INFO:gpt_index.token_counter.token_counter:> [query] Total LLM token usage: 4082 tokens
INFO:gpt_index.token_counter.token_counter:> [query] Total embedding token usage: 8 tokens


In [17]:
print(textwrap.fill(str(response), 100))

  The author grew up writing short stories, programming on an IBM 1401, and building a computer kit
with a friend. They also wrote programs for a TRS-80 computer, such as games, a program to predict
model rocket flight, and a word processor. In college, they studied philosophy and AI, and wrote a
book about Lisp hacking. They also took art classes and applied to art schools, and while a student
at the Accademia, they started painting still lives in their bedroom at night. These paintings were
tiny, because the room was, and because they painted them on leftover scraps of canvas, which was
all they could afford at the time. They also arrived at an arrangement with the faculty whereby the
students wouldn't require the faculty to teach anything, and in return the faculty wouldn't require
the students to learn anything. They even had a little stove, fed with kindling, that you see in
19th century studio paintings, and a nude model sitting as close to it as possible without getting
burned. 

### Saving / Loading the Index
You can save the index configuration for later usage

In [19]:
saved_index = index.save_to_dict()

You can load the index from the saved information

In [20]:
del index

index = GPTLanceDBIndex.load_from_dict(saved_index)
print(index.query("Who is the author?"))

INFO:gpt_index.token_counter.token_counter:> [query] Total LLM token usage: 3720 tokens
INFO:gpt_index.token_counter.token_counter:> [query] Total embedding token usage: 5 tokens




The author of the text is Paul Graham, co-founder of Y Combinator.


### Appending data
You can also add data to an existing index

In [25]:
del index

index = GPTLanceDBIndex.from_documents([Document("The sky is blue")], uri="/tmp/new_dataset")
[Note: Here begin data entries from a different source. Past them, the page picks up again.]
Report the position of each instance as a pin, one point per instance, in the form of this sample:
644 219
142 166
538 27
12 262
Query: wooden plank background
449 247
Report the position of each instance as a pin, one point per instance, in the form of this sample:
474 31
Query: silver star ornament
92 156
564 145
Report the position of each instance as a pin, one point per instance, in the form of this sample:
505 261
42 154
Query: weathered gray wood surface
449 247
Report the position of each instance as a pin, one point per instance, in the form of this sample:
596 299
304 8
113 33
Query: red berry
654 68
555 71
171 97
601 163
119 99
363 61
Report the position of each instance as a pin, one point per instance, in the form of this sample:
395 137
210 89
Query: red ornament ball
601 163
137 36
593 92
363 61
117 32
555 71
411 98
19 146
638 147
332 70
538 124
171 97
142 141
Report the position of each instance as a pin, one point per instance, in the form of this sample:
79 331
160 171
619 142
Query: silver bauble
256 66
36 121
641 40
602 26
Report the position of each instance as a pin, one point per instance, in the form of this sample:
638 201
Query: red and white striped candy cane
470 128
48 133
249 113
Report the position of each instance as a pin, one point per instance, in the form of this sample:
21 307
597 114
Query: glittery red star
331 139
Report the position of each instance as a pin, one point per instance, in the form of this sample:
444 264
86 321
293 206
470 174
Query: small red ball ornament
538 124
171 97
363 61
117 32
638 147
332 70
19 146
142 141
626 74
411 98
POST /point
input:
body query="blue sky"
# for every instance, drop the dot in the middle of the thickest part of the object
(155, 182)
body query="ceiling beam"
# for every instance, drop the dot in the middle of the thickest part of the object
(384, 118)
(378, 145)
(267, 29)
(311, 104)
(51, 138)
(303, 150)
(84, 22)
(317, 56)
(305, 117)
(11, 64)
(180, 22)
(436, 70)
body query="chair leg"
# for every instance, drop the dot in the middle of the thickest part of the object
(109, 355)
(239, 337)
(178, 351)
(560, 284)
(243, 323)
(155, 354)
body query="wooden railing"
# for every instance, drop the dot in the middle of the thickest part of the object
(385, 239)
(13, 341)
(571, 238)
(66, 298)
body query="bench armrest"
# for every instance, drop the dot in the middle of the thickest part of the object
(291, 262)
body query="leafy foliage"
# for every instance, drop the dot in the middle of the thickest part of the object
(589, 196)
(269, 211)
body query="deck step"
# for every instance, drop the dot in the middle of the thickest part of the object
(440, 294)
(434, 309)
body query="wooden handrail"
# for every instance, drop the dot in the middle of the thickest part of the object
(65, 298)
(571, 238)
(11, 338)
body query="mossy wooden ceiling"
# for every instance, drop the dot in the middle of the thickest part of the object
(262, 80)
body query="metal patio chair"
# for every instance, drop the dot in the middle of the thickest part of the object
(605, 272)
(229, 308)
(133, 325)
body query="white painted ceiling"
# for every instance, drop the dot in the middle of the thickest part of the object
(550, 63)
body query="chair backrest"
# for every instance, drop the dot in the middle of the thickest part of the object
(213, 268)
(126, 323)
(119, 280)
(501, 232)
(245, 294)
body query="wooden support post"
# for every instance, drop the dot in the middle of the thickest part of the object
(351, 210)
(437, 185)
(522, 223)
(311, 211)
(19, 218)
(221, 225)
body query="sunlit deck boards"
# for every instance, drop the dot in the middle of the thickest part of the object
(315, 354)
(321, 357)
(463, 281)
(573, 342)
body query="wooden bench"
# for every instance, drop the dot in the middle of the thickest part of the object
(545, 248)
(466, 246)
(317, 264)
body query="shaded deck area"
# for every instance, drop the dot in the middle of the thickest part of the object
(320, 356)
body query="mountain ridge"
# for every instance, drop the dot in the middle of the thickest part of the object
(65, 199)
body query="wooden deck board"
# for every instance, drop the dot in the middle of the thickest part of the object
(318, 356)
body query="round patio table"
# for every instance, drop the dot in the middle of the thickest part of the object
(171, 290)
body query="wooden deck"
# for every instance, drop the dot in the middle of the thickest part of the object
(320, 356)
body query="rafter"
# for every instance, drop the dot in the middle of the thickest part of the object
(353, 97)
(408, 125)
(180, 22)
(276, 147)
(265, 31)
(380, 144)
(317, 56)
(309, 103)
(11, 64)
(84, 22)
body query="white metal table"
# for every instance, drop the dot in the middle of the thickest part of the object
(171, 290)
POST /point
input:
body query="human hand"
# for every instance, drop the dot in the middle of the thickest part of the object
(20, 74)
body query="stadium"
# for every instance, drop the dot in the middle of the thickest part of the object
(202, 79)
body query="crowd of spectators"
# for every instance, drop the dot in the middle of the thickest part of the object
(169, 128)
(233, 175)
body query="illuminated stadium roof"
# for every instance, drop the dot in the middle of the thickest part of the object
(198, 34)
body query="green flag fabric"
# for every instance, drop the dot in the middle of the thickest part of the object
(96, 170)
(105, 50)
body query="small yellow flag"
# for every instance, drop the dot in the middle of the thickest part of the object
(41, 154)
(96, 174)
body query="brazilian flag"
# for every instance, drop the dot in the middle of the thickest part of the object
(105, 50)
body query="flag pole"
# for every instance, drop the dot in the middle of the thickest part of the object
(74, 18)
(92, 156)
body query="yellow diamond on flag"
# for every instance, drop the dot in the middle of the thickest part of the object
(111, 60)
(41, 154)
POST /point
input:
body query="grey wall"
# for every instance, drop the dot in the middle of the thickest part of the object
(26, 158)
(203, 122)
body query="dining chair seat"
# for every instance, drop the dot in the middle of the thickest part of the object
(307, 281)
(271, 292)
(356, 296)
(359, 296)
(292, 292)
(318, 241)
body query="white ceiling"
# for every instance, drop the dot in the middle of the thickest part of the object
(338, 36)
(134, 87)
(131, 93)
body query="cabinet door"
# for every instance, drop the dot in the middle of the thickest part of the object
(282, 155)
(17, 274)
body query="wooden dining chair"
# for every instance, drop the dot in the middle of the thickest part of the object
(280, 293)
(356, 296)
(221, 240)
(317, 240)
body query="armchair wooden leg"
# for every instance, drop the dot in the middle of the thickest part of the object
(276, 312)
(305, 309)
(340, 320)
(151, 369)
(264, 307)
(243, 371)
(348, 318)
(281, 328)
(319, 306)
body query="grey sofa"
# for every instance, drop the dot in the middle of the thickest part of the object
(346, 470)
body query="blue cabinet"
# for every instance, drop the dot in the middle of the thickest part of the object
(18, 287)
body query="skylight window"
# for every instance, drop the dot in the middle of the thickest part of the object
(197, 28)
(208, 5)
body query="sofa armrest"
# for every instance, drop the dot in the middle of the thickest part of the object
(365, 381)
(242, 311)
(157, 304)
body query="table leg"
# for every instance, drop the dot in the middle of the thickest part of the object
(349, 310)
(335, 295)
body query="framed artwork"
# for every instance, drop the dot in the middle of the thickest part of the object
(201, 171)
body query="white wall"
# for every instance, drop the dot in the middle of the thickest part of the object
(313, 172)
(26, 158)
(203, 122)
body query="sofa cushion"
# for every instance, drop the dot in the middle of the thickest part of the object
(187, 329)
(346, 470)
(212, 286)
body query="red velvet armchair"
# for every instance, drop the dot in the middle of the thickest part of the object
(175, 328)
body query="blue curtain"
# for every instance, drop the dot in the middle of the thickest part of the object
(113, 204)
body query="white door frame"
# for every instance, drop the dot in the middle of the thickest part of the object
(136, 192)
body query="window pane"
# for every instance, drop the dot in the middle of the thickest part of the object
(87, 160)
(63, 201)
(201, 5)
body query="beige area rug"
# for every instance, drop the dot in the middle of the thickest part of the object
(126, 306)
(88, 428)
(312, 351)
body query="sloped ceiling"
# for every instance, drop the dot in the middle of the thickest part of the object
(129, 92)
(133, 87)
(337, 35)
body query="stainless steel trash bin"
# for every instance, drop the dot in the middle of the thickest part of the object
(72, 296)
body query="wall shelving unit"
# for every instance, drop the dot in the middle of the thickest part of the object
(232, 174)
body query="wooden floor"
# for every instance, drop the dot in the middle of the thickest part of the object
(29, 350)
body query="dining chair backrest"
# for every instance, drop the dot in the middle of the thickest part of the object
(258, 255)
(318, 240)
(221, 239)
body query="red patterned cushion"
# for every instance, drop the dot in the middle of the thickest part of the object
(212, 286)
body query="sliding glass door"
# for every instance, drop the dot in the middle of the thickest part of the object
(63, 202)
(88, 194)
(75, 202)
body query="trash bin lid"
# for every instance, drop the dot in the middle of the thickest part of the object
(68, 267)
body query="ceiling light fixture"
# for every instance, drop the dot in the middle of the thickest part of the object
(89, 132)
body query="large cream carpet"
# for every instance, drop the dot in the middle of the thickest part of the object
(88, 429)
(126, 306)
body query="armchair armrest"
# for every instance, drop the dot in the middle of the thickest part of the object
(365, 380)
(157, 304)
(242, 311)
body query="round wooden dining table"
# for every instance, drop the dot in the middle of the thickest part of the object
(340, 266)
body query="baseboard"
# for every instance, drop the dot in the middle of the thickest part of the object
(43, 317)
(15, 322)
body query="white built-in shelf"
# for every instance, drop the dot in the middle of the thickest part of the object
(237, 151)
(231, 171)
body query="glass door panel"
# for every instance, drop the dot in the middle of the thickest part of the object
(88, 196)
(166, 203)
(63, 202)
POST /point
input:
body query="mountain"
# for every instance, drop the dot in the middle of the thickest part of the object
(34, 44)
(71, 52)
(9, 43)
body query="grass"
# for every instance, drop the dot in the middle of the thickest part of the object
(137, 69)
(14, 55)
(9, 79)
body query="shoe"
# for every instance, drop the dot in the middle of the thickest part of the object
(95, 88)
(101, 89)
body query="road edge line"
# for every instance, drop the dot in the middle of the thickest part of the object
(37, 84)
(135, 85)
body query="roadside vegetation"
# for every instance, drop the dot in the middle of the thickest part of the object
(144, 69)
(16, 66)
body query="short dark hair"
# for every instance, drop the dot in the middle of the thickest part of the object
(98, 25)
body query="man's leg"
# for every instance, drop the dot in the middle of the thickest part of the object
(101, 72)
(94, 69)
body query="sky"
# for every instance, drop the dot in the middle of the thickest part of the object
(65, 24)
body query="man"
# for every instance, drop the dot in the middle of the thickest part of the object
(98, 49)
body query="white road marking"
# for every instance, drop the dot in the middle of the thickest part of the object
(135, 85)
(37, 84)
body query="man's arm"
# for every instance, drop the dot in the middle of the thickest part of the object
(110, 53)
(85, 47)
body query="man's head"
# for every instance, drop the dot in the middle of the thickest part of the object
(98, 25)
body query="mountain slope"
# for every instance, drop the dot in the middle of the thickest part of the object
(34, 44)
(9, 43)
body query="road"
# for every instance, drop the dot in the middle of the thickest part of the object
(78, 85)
INFO:gpt_index.token_counter.token_counter:> [build_index_from_nodes] Total LLM token usage: 0 tokens
INFO:gpt_index.token_counter.token_counter:> [build_index_from_nodes] Total embedding token usage: 4 tokens


In [26]:
response = index.query("Who is the author?")
print(textwrap.fill(str(response), 100))

INFO:gpt_index.token_counter.token_counter:> [query] Total LLM token usage: 43 tokens
INFO:gpt_index.token_counter.token_counter:> [query] Total embedding token usage: 5 tokens


 The author is unknown.


In [27]:
index = GPTLanceDBIndex.from_documents(documents, uri="/tmp/new_dataset")

INFO:gpt_index.token_counter.token_counter:> [build_index_from_nodes] Total LLM token usage: 0 tokens
INFO:gpt_index.token_counter.token_counter:> [build_index_from_nodes] Total embedding token usage: 17617 tokens


In [28]:
response = index.query("Who is the author?")
print(textwrap.fill(str(response), 100))

INFO:gpt_index.token_counter.token_counter:> [query] Total LLM token usage: 3720 tokens
INFO:gpt_index.token_counter.token_counter:> [query] Total embedding token usage: 5 tokens


  The author of the text is Paul Graham, co-founder of Y Combinator.